Nous devons réfléchir à des mécanismes de captage local de l’épargne congolaise (à court, moyen et long termes) pour son affectation idoine au financement de notre économie au lieu de la voir servir au financement d’autres économies africaines (Il est déjà possible de la placer en eurobonds que nous n’émettons pas encore, comme si on avait mis la charrue avant le bœuf). 

Mais qui y pense ?

Pour devenir un dragon (à l’image des dragons d’Asie) il est peut-être temps que le serpent congolais décide enfin d’arrêter de se mordre la queue.

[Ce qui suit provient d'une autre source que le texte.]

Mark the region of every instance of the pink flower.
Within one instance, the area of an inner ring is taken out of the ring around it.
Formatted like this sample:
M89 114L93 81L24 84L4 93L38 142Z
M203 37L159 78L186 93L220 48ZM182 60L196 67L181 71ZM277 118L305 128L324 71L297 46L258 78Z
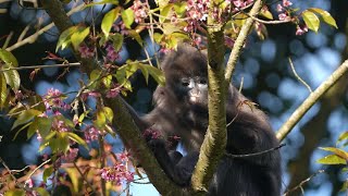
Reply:
M287 7L290 7L293 4L291 1L289 0L283 0L283 7L287 8Z
M279 21L290 21L290 17L286 13L281 13L278 17Z
M86 45L79 46L78 51L82 58L92 58L95 56L95 49L88 48Z
M62 156L62 160L65 162L73 162L75 161L78 155L78 148L70 148L69 151Z
M303 26L302 28L298 25L296 27L296 35L297 36L300 36L300 35L303 35L308 32L308 27L307 26Z
M107 98L115 98L119 96L120 91L120 87L112 88L107 93Z
M134 180L134 172L128 171L123 163L119 163L113 168L103 168L100 172L102 179L114 182L116 185L121 185L124 181L132 182Z
M113 62L120 58L119 51L115 51L112 45L107 45L107 60Z
M87 143L90 143L92 140L97 140L98 136L101 134L101 131L96 128L95 126L87 126L85 128L85 139Z
M276 5L276 11L277 11L277 12L282 12L282 11L283 11L282 4L277 4L277 5Z
M50 88L47 94L44 96L42 100L46 106L46 110L52 109L70 109L70 105L66 105L64 101L64 96L59 89ZM58 111L57 111L58 112ZM55 113L58 114L58 113Z
M135 22L142 23L148 17L149 7L147 3L142 3L140 0L135 0L130 9L134 11Z

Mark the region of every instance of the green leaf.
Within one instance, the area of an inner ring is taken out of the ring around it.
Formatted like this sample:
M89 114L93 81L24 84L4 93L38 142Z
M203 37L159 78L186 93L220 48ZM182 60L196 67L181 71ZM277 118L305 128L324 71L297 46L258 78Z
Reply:
M4 65L4 69L11 69L12 65ZM7 79L7 84L11 86L12 89L18 90L21 86L21 77L16 70L8 70L3 72L4 78Z
M78 135L67 132L67 137L74 140L75 143L83 145L86 149L88 149L87 143L83 138L80 138Z
M339 148L334 148L334 147L319 147L319 149L325 150L325 151L331 151L334 152L335 155L339 156L340 158L348 160L348 154L345 150L341 150Z
M52 118L36 117L28 128L27 138L30 138L38 131L42 138L46 138L51 131Z
M8 98L7 79L3 73L0 72L0 108L2 108Z
M77 32L75 32L72 37L72 44L75 50L78 49L78 46L85 40L85 38L89 35L89 26L80 27Z
M186 13L186 2L175 2L174 10L178 16L183 16Z
M8 65L12 65L12 68L18 66L17 59L11 52L1 48L0 48L0 60L2 60Z
M322 9L318 9L318 8L310 8L308 10L315 12L315 13L319 13L323 17L323 20L326 24L328 24L335 28L338 28L336 21L334 20L333 16L331 16L331 14L327 11L322 10Z
M348 138L348 132L344 132L339 135L337 143L340 143L341 140L347 140Z
M336 155L328 155L316 160L318 163L321 164L347 164L347 161Z
M320 26L318 16L313 12L306 10L302 12L302 17L307 27L316 33Z
M134 12L133 12L133 10L130 8L128 8L127 10L122 11L121 16L122 16L122 21L123 21L124 25L127 28L130 28L130 25L134 22Z
M115 20L119 16L120 8L115 8L113 10L110 10L101 22L101 30L105 35L105 37L109 37L109 33L111 30L112 24L115 22Z
M119 4L119 1L117 0L102 0L102 1L94 2L94 3L88 3L88 4L86 4L86 8L94 7L97 4L107 4L107 3Z
M55 51L58 51L60 48L64 50L72 42L71 37L72 35L77 30L78 26L72 26L64 30L58 39Z
M102 128L107 124L107 117L102 110L98 110L95 124L98 128Z
M44 170L42 180L45 183L47 183L47 179L52 175L53 171L54 169L52 167L46 168Z
M102 108L102 111L104 112L108 122L112 122L112 119L113 119L113 111L112 111L112 109L109 108L109 107L103 107L103 108Z
M129 34L129 36L130 36L133 39L135 39L140 46L142 46L142 42L144 42L144 41L142 41L140 35L139 35L136 30L129 29L129 30L128 30L128 34Z
M41 111L34 110L34 109L29 109L29 110L23 111L17 117L17 119L14 121L11 130L17 127L21 124L24 124L24 123L27 123L27 122L32 121L34 119L34 117L37 117L37 115L39 115L41 113L42 113Z
M42 187L35 187L34 191L39 193L39 196L49 196L50 194Z
M123 45L123 36L121 34L114 34L110 36L110 39L112 40L112 46L115 51L119 51Z
M169 13L172 11L173 4L166 4L160 12L160 23L163 23L166 19Z
M165 85L165 77L164 74L161 70L159 70L158 68L154 66L150 66L148 65L148 71L150 73L150 75L154 78L154 81L160 85L160 86L164 86Z
M10 189L4 194L4 196L25 196L25 191L20 188Z

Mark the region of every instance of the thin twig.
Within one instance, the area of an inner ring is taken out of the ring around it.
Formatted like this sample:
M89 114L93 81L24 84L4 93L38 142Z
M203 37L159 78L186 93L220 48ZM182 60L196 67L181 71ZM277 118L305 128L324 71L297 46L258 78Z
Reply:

Il nous faut collectivement sortir du paradigme de « l’éternel potentiel » pour embrasser celui de la « puissance ». Cela passe inéluctablement par l’élargissement du champ des possibles, de tous les possibles. 

 

Eric Ntumba Bukasa

Senior Corporate and Investment Banker

 

Biographie de l’auteur :

 

Eric Ntumba Bukasa est un Banquier actif en Afrique Subsaharienne (principalement) RDC depuis 2008. Il a accumulé une forte expérience en financements structurés de l’industrie minière en RDC au cours des 12 dernières années et a dirigé les activités de la banque Equity BCDC au Sud de la RDC de Janvier 2021 à Février 2023. Il est détenteur d’une maitrise en technologies de l’Information de la North West University (NWU-SA, Cum Laude), d’un Diplôme et d’un Master en Administration Publique de l’Ecole Nationale d’Administration (ENA-France, Promotion Willy Brandt, Summa Cum Laude). Eric est classé dans le Top 10 du prestigieux classement Choiseul 100 Afrique depuis 2021 (8ème position en 2021, et 10ème position en 2022. Classé depuis 2018) qui répertorie les potentiels 100 leaders économiques africains de demain. Il a été internationalement reconnu pour sa contribution professionnelle et son leadership :

  • Mandela Washington Fellowship of the Young African Leaders Initiative 2014
  • Africa France Young Leaders Inaugural Class of 2017
  • Atlantic Dialogues Emerging Leaders 2017
  • North West University Alumni Awards 2013

Éric est aussi un écrivain congolais primé (Prix Makomi de l’UE en 2020) et un chercheur actif en géopolique (Spécialité Afrique Centrale)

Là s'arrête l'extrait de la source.